A few months ago, I received an email from Amazon.com with the subject line reading "Your Amazon.com order has shipped". While it was way too early for me to start my holiday shopping, it apparently was not too early for someone else in the family. I immediately read the email to find that a book titled "What's Cooking? A Cookbook for Kids" inspired by the movie
Ratatouille was scheduled for delivery via overnight shipping. Thoroughly confused, I forward the email to my husband at work asking him "Did you order this? If so, did you need it so quickly to warrant a $3.99 overnight shipping fee?" He confirms that he had not, in fact, ordered it and then it dawns on me. It turns out my four-year old son, had been surfing the
Ratatouille movie website (
www.ratatouillemovie.com) the day before and while I navigated him to the "Coloring Pages", the folks at Disney/Pixar must have snuck a link in there for the cookbook. I have yet to find where my son stumbled upon the book, but even though he can barely read and doesn't own a credit card, he managed to order the book through my Amazon account and even expedite the order by clicking the "overnight shipping" button. I do need to credit Amazon.com for their ability to make things so convenient. If you open an account with them, they'll store your credit card number on their site and if you happen to find something you really want, there's a feature that allows for "One Click" ordering where you basically click the "Buy now with 1-click" button, your credit card is charged, and your package arrives immediately via UPS. Unfortunately, this is not such a convenient feature when you have a four-year old using your computer on a daily basis.

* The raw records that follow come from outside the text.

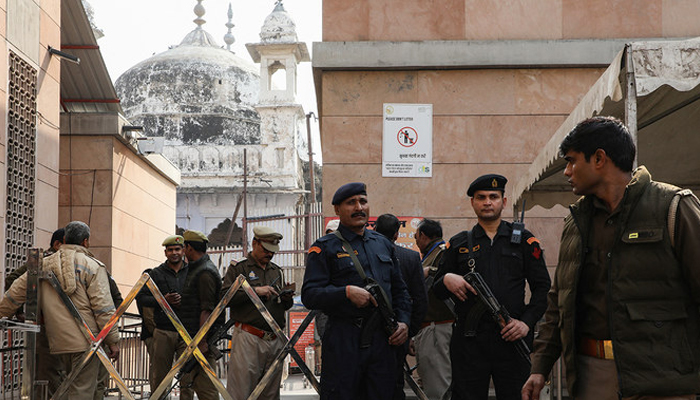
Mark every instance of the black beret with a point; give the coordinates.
(348, 190)
(488, 182)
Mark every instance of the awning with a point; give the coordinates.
(665, 108)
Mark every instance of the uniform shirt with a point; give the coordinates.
(167, 281)
(242, 308)
(437, 309)
(412, 272)
(505, 267)
(592, 317)
(329, 269)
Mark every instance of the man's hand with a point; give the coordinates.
(400, 335)
(173, 299)
(533, 386)
(412, 348)
(514, 330)
(265, 291)
(113, 352)
(457, 286)
(359, 296)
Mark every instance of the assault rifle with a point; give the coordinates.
(497, 310)
(220, 332)
(383, 315)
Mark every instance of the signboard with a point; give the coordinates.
(407, 231)
(306, 339)
(407, 144)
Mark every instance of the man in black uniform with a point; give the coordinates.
(359, 359)
(412, 272)
(480, 349)
(254, 346)
(166, 343)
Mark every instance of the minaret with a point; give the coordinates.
(281, 117)
(228, 37)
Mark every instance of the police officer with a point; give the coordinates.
(479, 349)
(254, 346)
(169, 277)
(358, 354)
(200, 296)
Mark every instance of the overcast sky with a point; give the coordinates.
(137, 29)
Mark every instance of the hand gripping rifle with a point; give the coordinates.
(497, 310)
(220, 332)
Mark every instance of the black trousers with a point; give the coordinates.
(477, 360)
(353, 373)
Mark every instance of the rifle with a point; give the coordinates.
(497, 310)
(220, 332)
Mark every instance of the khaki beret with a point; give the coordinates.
(174, 240)
(268, 238)
(195, 236)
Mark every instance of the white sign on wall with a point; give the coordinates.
(407, 144)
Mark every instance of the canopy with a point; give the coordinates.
(658, 102)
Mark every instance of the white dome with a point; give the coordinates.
(278, 27)
(193, 93)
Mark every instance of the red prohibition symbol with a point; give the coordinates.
(407, 136)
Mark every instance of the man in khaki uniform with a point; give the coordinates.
(84, 279)
(253, 345)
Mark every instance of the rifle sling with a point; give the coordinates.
(358, 266)
(471, 320)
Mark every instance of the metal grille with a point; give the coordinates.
(19, 227)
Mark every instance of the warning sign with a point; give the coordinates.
(407, 145)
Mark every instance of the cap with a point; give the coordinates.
(332, 225)
(269, 239)
(195, 236)
(348, 190)
(174, 240)
(488, 182)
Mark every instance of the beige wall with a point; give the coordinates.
(491, 119)
(133, 204)
(401, 20)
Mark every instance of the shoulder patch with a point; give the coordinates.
(315, 249)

Thankfully, the folks at Amazon were extremely helpful in assessing our order and were able to email a return label immediately with the promise of refunding us the full cost of the book along with the overnight shipping fee. But the book arrived and we had to open it because Amazon requires that you open the package to stick the return invoice inside before sending it back. I had every intention of sending the book back, but my husband, who happens to be a good cook, was less adamant about sending it back and after opening it and looking through it, it seemed hardly worth driving to the post office to return a $10 cookbook (though I was still a little peeved about the $3.99 shipping fee). In the end, we kept it. After all, it's one of those milestones worth putting in my kid's baby book - "Kid's First Internet Purchase".

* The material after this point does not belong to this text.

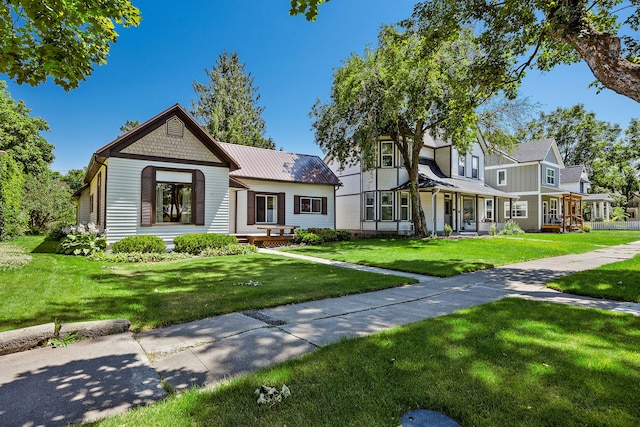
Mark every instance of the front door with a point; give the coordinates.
(468, 214)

So I've found that when life sends you cookbooks, you cook. Admittedly, the book is cute. There are recipes for crepes, omelets, ratatouille (of course), and several rat-themed desserts which my son found especially intriguing. We ended up making "Chocolate Rats", which are desserts in the shape of... you guessed it. The bodies are made of chocolate covered dried apricots held together by wooden skewers; the ears are made of halved peanuts; the eyes are mini M&Ms; and the tails are shaped by softened Starburst candies; oh, and the whiskers are made of shoestring licorice, but who has time to find shoestring licorice? I'm not sure who made the chocolate rats pictured in the cookbook, or who airbrushed the pictures to make them appear free of blemishes, but the rats I made with my kids looked more like a chocolate lab rat experiment gone horribly wrong compared to the ones pictured in the book. Our chocolate rats were far from making the cover of
Bon Appetit and I can't even say they were very tasty as I'm not a huge fan of dried apricots, but it was still a fun activity.

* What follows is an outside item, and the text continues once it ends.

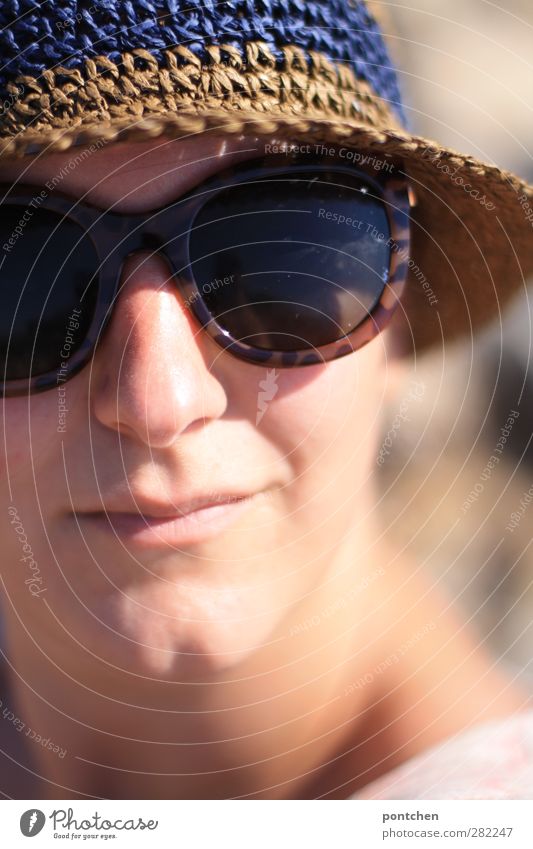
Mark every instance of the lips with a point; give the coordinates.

Our copy of "What's Cooking? A Cookbook for Kids" now sits proudly on a bookshelf amongst our other cookbooks and my husband's
Fine Cooking and
Cook's Illustrated magazines. Our extended family has started putting in orders for other internet purchases to include things like a new flat screen TV for Grandma and a Lamborghini for Uncle Miggie. I've turned my "One-click" ordering off, but it hasn't slowed my son down one bit on the computer. He's learned how to Google things and even though he can only read a handful of words, he typed "Puff the Magic Dragon" in the Google search box by copying it off the title of the book he owns, and then managed to find and watch a 24 minute video of "Puff the Magic Dragon"produced in1978. So long as he doesn't learn to type "porn", "sex", "homemade bombs", "guns", or "insider trading" I think we'll be okay.... for now.